Day 2 started bright and early with an over-enthusiastic opening speech from the organisers, normally I have no problem with this but for the majority of the hungover/zombified attendees, it may have been a lot to handle. I’ll take one of the coffees they were drinking! Our first talk of the day came from Rui Cruz. He spoke about the methods he uses to secure his client’s WordPress sites. Plugins are the most exploited vulnerability, and he advised cutting down on your sites plugin count. If it does something you can code yourself, just do it! He mentioned that one site he took over 100 plugins and he was able to cut it down to 20.

Rui talked about removing your WordPress version from visibility and disabling the editing of core files from the WordPress dashboard. This can be done from a few lines of code in the wp-config. I noticed a lot of the talks explored the full features of the wp-config file, I’ll be taking this new-found knowledge and using it in my future projects.

Wibble at WordCamp Dublin 2019

After the mandatory group photo, it was time for the lightning talks. A great concept of short quick-firing 15-minute talks, which saw great talks from a former rockstar turned WordPress developer, a CSS wizz and the biggest talk of the event, Paudie’s talk, Building a bespoke CRM to scale Wibble. He held it together grand and it was a great speech showing off the work Karl and Dean have put in to make Project EVE a reality ( secretly I wanted him to laugh during his talk ).
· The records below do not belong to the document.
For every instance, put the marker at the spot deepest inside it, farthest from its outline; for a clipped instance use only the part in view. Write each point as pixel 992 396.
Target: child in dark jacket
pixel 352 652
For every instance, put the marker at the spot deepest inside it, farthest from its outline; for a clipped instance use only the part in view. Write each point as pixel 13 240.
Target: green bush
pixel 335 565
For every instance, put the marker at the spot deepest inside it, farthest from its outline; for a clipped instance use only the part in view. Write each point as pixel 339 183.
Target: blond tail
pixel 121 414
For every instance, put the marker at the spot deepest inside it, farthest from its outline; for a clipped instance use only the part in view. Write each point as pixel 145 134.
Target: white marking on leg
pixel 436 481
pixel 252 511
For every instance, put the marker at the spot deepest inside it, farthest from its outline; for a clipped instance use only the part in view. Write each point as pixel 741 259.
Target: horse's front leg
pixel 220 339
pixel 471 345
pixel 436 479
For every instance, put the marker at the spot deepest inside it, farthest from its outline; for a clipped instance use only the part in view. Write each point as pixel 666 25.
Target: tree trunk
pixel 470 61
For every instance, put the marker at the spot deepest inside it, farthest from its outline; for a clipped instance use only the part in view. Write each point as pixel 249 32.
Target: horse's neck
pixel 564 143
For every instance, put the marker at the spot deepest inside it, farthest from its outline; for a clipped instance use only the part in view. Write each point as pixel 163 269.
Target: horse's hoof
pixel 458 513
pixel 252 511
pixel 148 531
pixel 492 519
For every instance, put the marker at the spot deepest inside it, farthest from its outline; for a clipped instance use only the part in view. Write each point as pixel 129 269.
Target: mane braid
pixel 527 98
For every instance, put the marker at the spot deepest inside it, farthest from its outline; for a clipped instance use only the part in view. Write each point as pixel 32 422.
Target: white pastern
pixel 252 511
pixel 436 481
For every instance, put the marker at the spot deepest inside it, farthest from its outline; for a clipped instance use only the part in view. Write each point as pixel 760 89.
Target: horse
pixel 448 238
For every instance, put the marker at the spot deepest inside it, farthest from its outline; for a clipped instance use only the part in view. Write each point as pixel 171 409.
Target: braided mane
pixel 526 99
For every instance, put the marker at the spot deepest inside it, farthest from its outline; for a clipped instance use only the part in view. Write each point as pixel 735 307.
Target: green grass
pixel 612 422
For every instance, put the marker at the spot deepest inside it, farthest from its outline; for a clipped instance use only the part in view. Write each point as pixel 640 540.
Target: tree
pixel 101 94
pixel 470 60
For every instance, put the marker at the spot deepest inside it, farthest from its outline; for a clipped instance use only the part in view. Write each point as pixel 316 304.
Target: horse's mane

Unfortunately, the 2 days had taken its toll on us and it was time to hit the road. There was only so much my backside could take, sitting in those lecture chairs, it was giving me PTSD of the awful chairs from uni. That aside, I would like to thank WordCamp Dublin on behalf of Wibble for a great weekend of sharing knowledge about WordPress and its vastly active community, also couldn’t turn down free food and drinks. We will definitely be back, I saw WordPress Europe 2020 is in Portugal. Paudie I’m officially putting my name in the hat for that, but strictly for work purposes of course.

The full gallery of the weekend can be found here.

A side note, we stopped off at Bernish viewpoint for a brief history lesson from Paudie, and with the sun setting perfectly over the mountains behind us, it was a perfect evening for Karl to drive his drone. Turns out we all achieved our set goals for the weekend!